In a scene in the play, the fishermen are in the middle of the huge Raimongol river, which is so vast that you cannot see its end, when clouds sweep through the sky. They do not ask the waves to recede. They submit, asking the boatman, to row the boat quickly and take them ashore, with the help of Bon Bibi.“When you see a wild animal, you should not fight but move out of its way. If a tiger has chosen you, only Ma Bon Bibi can save you,” says Anuja Adhikari, 37, from Lahripur village in Gosaba, who also plays the deity in the Bon Bibi’r Palagaan. She runs a kirana shop and catches fish and crabs in the forest. “The money I bring home runs the family. The only time I forget my troubles and feel happy is when I act and sing as Bon Bibi. I have faith that Bon Bibi will look after us,” she says.

A few years ago, when she was returning home after playing Dukhey’s mother in Bon Bibi’r Palagaan, Adhikari smelt the animal nearby. “The tiger had crossed the river from the forest into the village. I kept telling myself, ‘Ma achche, oshubida hobey na’ (Mother will look after me),” she says. She found the tiger in a cattle shed of a milkman. “If the tiger had not found its aahar (food) in a cow that day, I wouldn’t be alive. Through my performances, all I want to tell people is to have faith that Bon Bibi will save you,” she says.

Battered by cyclones through the ages, and now buffeted by the pandemic as well as Amphan, the Sundarbans is down to its last dreg of resilience. Life on the islands will only become harsher with the rise in sea temperatures and climate change.
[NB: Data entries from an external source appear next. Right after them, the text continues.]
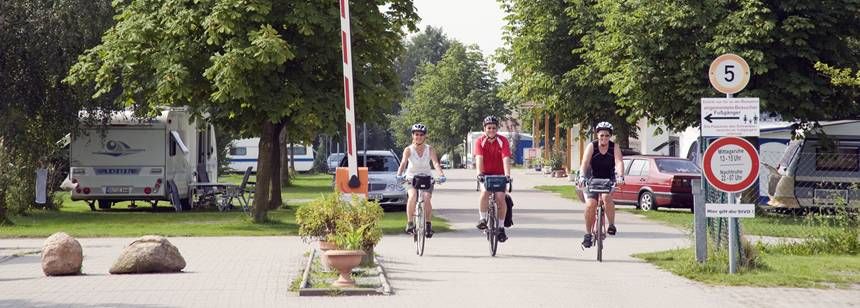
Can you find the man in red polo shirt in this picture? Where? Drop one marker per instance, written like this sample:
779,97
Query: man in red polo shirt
492,157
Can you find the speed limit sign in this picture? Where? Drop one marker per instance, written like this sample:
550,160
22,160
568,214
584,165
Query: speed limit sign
729,73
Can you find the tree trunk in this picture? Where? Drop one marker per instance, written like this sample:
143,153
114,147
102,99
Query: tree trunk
286,180
277,149
264,173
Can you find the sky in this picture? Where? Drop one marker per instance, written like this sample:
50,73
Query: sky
469,21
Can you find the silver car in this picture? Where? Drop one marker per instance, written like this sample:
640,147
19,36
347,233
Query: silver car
382,175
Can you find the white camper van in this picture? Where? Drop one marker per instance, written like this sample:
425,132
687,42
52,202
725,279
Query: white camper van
142,159
244,153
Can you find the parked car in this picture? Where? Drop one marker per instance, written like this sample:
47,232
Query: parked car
333,161
382,177
445,161
652,182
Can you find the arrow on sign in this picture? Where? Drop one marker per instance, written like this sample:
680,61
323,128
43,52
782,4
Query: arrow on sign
711,117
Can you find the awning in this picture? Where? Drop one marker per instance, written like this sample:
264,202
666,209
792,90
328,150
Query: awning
179,141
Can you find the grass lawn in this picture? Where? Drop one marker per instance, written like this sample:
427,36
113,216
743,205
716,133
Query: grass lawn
566,191
775,270
76,219
768,225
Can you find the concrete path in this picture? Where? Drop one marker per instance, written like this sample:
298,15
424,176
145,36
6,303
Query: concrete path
542,265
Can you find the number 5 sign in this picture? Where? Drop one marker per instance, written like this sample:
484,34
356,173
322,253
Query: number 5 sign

In this turmoil, the palagaan will also have to adapt, as it has in the past. While night-long ritual performances were still held, tourist lodges had become the new platform in the last few years, with shows tailored to suit foreigners or metropolitan Indians looking to experience an exotic Indian art.

But, increasingly, it is becoming hard to keep the faith. A few years ago, Sanjit used to play Dukhey in Bonbibi’r Palagaan. The family had a fishing boat at the time that cost Rs 15,000. During cyclone Aila in 2009, the boat was tied tightly to a tree by the side of the river. “When we went back after the storm, it was in splinters. Machine parts had been flung on the bank. Aila also destroyed our house, broke the river’s dam and flooded the island,” says Sanjit. He decided to end his career on stage. “I could also see that the days of Bon Bibi’r Palagaan were numbered. A lot of people are not accepting of the Bon Bibi faith anymore,” he says. Today, the 23-year-old is a construction worker in Tamil Nadu and other parts of West Bengal and an eco-tourism guide in the Sundarbans.

On the other hand, the island has sent out its first graduate from the National School of Drama in Delhi. Sajal Mondol, 38, who graduated in 2011, chose to return home to work in the local theatre form. He staged a major show of the palagaan in 2013 in the Sundarbans and Kolkata and was supported by the state’s ministry of culture. But he, too, discovered that the Sundarbans did not offer opportunities to an artiste.

Across the world, theatres are shutting down as a virus stipulates new rules of social interaction. Will the palagaan be staged again? Adhikari says, “Things will be all right, have faith in Bon Bibi. The pandemic will be over soon and we will, once again, sit together to pray and perform. After all, Sundarbans will not be Sundarbans without Bon Bibi.”